The DM block receives the data sent by the DA block. In order to verify the data standardization function, the PHM application algorithm is designed to process DataEvent, the mean filter algorithm is used to process N, Temp and Ps data, and the Fast Fourier Transform (FFT) is used to process Vib data. Convert the result processed by the algorithm into DMDataEvent, call the interface API conforming to the OSA-CBM interface specification, and send the data packet to the SD block through the extranet bus. The algorithm processing cycle is 40 ms.

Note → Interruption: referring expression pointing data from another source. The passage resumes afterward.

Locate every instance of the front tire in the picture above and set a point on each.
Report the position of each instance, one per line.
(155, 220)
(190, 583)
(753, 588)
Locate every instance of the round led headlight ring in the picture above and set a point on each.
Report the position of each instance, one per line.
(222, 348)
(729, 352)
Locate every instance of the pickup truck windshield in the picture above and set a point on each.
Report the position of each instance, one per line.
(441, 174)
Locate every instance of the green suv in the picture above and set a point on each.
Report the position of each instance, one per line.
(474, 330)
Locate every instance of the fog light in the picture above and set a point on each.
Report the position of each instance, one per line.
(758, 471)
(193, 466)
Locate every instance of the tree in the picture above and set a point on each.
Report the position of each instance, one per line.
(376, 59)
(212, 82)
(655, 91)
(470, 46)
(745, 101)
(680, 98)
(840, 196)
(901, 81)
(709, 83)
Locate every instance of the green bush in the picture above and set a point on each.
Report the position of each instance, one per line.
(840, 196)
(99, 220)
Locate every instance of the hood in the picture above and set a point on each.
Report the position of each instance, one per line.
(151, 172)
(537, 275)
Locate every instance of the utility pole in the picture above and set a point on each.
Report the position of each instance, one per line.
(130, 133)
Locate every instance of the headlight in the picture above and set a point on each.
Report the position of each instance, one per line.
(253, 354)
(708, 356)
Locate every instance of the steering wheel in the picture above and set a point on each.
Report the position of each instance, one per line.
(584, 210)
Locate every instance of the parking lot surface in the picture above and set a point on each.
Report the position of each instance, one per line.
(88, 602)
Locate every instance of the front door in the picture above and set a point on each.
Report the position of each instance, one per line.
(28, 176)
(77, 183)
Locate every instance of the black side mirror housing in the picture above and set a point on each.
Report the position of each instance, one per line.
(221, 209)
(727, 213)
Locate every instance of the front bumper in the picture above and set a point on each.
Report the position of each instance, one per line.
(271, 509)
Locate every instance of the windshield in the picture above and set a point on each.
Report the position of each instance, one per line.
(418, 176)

In the SD block, the threshold detection algorithm is used to process data. If the threshold setting range is exceeded, an alarm will be triggered, and the alertstatus in the corresponding DataEvent will be set to 1. The ID of DataEvent can be traced to the configuration information, and the configuration information corresponding to the alarm information can be viewed.

In addition, in terms of performance overhead, compare the time required for “non-standardized” and “standardized” data processing tasks. The nonstandard data processing task is to collect data at the DA block, convert it into digital semaphore and send it directly to the DM block. After the DM block calls the PHM algorithm to process the data, the processing result is sent to the SD block, and the threshold detection is performed on the data at the SD block. By counting the running time of programs in DA block, DM block and SD block, (see Fig. 4). It can be found that the nonstandard data processing overhead is 7.541 ms, 15.239 ms and 5.632 ms respectively, while the standardized data processing overhead is 7.623 ms, 15.347 ms and 6.106 ms. The standardized data processing only takes 2.28% of the total overhead to obtain the maximum reusability and configurability. In this case, the performance overhead increased by data standardization is very low.

Fig. 4.
figure 4

Schematic diagram of performance overhead comparison

5 Data Model Based on OSA-CBM

In order to meet the data interoperability between airborne equipment of different suppliers and the traceability and identifiability of cross embedded equipment, this paper studies the implementation of embedded data standardization based on OSA-CBM. A hierarchical data model conforming to 13374 standard and OSA-CBM standard is designed to realize the interoperability and identifiability of the data model with dynamic data DataEvent and support the traceability of the data model with static data configuration. And through an example, the functions of data acquisition, data processing and state detection in the embedded system are verified, as well as the higher ability to improve data standardization in the case of very small performance overhead. However, this paper only studies the functions of DA, DM and SD layers in the embedded system in the airborne environment, and will carry out further research on ha, PA and Ag layers on the ground.